We are living through a challenging time, no doubt about it. We have endured a pandemic that has killed more than 700,000 people in our country – a number equal to the population of San Francisco or Austin, Texas. Worldwide, the infection has killed almost 5 million as of Wednesday this week. In Madison County, 20 of our neighbors have died. Like Job in Chapter 19 we “…scream ‘Outrage!’ and we (I) are (am) not answered, we (I) shout and there is no justice…” We wonder aloud, where is God in all this suffering and death? Some people, those who understand God as primarily retributive and vengeful, say that we have sinned and that this is our consequence. They echo the empty words and mistaken impressions of God as uttered by Job’s friends Bildad and Zophar. Impressions that at the end of the Book of Job God puts to rest saying, “…My wrath is kindled against you and your two friends; for you have not spoken of me what is right, as my servant Job has….”
One of my duties as your pastor is to speak to you all about God with an honesty that is often painful.

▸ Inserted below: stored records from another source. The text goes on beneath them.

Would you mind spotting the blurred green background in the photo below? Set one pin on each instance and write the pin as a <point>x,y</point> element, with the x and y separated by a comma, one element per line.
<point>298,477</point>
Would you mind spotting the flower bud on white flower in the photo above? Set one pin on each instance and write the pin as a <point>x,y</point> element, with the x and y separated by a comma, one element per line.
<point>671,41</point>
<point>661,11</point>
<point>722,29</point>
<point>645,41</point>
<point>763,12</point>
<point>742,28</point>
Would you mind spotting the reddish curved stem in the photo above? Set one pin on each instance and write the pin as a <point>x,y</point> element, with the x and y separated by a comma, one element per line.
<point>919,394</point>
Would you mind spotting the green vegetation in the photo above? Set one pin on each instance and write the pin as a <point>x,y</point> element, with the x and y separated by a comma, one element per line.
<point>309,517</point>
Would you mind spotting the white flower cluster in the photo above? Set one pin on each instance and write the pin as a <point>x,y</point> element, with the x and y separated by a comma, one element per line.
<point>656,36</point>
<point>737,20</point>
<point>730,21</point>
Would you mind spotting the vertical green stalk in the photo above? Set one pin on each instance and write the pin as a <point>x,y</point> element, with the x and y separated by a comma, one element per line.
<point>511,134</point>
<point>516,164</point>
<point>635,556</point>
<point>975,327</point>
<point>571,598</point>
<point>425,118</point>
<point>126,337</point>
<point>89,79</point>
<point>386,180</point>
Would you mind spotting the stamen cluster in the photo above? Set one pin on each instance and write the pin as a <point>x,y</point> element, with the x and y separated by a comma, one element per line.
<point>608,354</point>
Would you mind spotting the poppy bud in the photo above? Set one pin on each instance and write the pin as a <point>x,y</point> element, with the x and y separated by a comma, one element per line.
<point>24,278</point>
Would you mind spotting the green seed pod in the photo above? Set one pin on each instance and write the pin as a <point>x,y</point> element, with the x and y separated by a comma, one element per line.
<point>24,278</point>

To tell you about how far many Christians have wandered from the fullness of God as revealed in the Bible. How they have forgotten that God’s love is almighty and will in the fullness of time be triumphant over human sin and the forces of evil. How God’s word is alive, active and able to “judge the thoughts and intentions of the heart”. How though this life is often unjust, difficult, filled with pain and suffering, and it appears to be impossible for us mortals to find relief, that “for God all things are possible”.
It is time for us to stop blaming God for the natural consequences of our choice to live as worldly people disconnected from a living and transformative faith. It is time for us to stop listening to the foolishness of others who speak falsely about God, and instead spend our time reconnecting to God. It is time to trust that there is no where that we are that God is not present. It is time to ask God to show us for what we were made and then to get to work with God to live fully into that job description. It is time for us to be painfully honest about our unhealthy worldly attachments, to repent before God, and to ask humbly for God’s forgiveness for our sins. May God be merciful to us all! Amen.